Durante 1938, Hitler siguió elevando el nivel de tensión hasta el punto de amenazar abiertamente con la invasión de Checoslovaquia con el pretexto de “liberar” a sus habitantes de habla alemana.

El gobierno checoslovaco, que en aquel momento seguía siendo el único gobierno democrático de toda Europa Central, había tomado precauciones contra esta eventualidad y hacía tiempo que había firmado una alianza defensiva con los vencedores de la Primera Guerra Mundial, Francia y Gran Bretaña. Pero los dos países no tenían intención de desencadenar un conflicto en nombre de la pequeña república.

En la conferencia de Munich, organizada en el último momento para persuadir a Hitler de que renunciara a la guerra, el Reino Unido y Francia, con la ayuda y mediación de Benito Mussolini, persuadieron a los dirigentes checoslovacos para que aceptaran la entrega de los Sudetes a Alemania. Convencidos de haber evitado una nueva guerra mundial, los dirigentes franceses y británicos regresaron a sus hogares entre los vítores de sus ciudadanos.

La anexión de los Sudetes a finales de 1938 había transformado profundamente el país: privada de sus fronteras naturales, sin las fortificaciones construidas en los años anteriores y transformada por los Acuerdos de Munich en una república federal en la que el gobierno central de Praga tenía muy poco poder, Checoslovaquia estaba ahora indefensa y preparada para la ocupación.

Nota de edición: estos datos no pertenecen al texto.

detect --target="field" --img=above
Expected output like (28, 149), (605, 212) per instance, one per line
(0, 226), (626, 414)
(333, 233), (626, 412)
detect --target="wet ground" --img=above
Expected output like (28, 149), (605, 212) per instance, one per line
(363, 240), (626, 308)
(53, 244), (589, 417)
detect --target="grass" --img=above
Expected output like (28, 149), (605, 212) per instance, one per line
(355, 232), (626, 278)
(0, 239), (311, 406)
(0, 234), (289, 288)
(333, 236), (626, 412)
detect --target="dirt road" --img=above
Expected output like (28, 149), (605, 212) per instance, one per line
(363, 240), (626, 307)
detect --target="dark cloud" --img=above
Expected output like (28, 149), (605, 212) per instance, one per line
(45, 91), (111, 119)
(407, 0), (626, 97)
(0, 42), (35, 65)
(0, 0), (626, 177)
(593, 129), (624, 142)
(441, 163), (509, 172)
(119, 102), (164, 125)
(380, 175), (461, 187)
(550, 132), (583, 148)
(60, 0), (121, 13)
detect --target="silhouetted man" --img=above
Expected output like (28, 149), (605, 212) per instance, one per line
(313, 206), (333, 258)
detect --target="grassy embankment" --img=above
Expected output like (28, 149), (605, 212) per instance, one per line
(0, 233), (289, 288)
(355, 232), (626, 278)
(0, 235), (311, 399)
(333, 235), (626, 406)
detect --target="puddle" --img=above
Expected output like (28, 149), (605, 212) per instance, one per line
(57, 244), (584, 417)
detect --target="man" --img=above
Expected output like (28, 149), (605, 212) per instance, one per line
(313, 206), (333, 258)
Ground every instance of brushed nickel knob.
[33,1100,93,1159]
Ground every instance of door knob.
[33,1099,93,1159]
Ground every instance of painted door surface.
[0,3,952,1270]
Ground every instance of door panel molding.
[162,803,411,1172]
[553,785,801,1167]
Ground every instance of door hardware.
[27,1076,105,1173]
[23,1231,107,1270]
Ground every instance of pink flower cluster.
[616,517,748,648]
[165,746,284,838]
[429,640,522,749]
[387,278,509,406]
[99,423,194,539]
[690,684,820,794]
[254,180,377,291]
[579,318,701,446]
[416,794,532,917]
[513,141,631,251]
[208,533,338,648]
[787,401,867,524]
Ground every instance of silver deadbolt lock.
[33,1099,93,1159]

No pasó mucho tiempo antes de que Hitler decidiera terminar el trabajo que había empezado en Munich. En cuanto se calmó el clamor por la conferencia, Hitler se aseguró el apoyo del ala derecha nacionalista de la minoría eslovaca, que no tardó en responder a sus ofertas y el 14 de marzo proclamó unilateralmente la independencia de Checoslovaquia.

Ese mismo día, Hitler convocó urgentemente en Berlín a Emil Hácha, el nuevo presidente de la república federal. En teoría, la reunión debía discutir cómo Alemania podría mediar entre el gobierno federal y los independentistas eslovacos. En realidad era una trampa.

Nada más llegar a Berlín, Hácha y su séquito fueron encerrados en la Cancillería alemana, sin posibilidad de comunicación con el exterior, mientras las tropas alemanas se concentraban en las fronteras de Checoslovaquia.

Tras hacerle esperar durante horas, Hitler se reunió personalmente con el presidente checoslovaco y le atacó violentamente, amenazándole y diciéndole que los aviones alemanes destruirían Praga esa misma noche si Hácha no firmaba la capitulación. Hácha sufrió un infarto y tuvo que ser reanimado. Mantenido en pie por las inyecciones de los médicos de Hitler, Hácha firmó el acta de capitulación con manos temblorosas.

Al amanecer del 15 de marzo, las tropas alemanas cruzaron la frontera y ocuparon el país, casi sin disparar un tiro. Hitler subió a un tren en la estación de Berlín y junto con Hácha se dirigió a Praga donde anunció la disolución de la República Checoslovaca y el establecimiento del Protectorado de Moravia y Bohemia cuyo gobierno fue confiado a un dirigente del partido nazi.

Eslovaquia permaneció independiente, aunque de hecho se convirtió en un Estado títere de la Alemania de Hitler, mientras que los húngaros, aliados con Alemania, consiguieron mordisquear algunos trozos más del país.

Checoslovaquia había dejado de existir y Hitler se apoderó de la enorme cantidad de armamento acumulado por el pequeño país y de sus preciosas reservas de divisas, necesarias para comprar materias primas en los mercados internacionales. Fue la última victoria incruenta del dictador nazi.

Con la ocupación total del país, hasta los más ingenuos se dieron cuenta de que el objetivo de Hitler no era simplemente unir a todos los europeos de habla alemana en un solo país: era algo más grande y al mismo tiempo más oscuro. Cuando Hitler atacó Polonia seis meses después, en septiembre de 1939, las potencias europeas le declararon la guerra.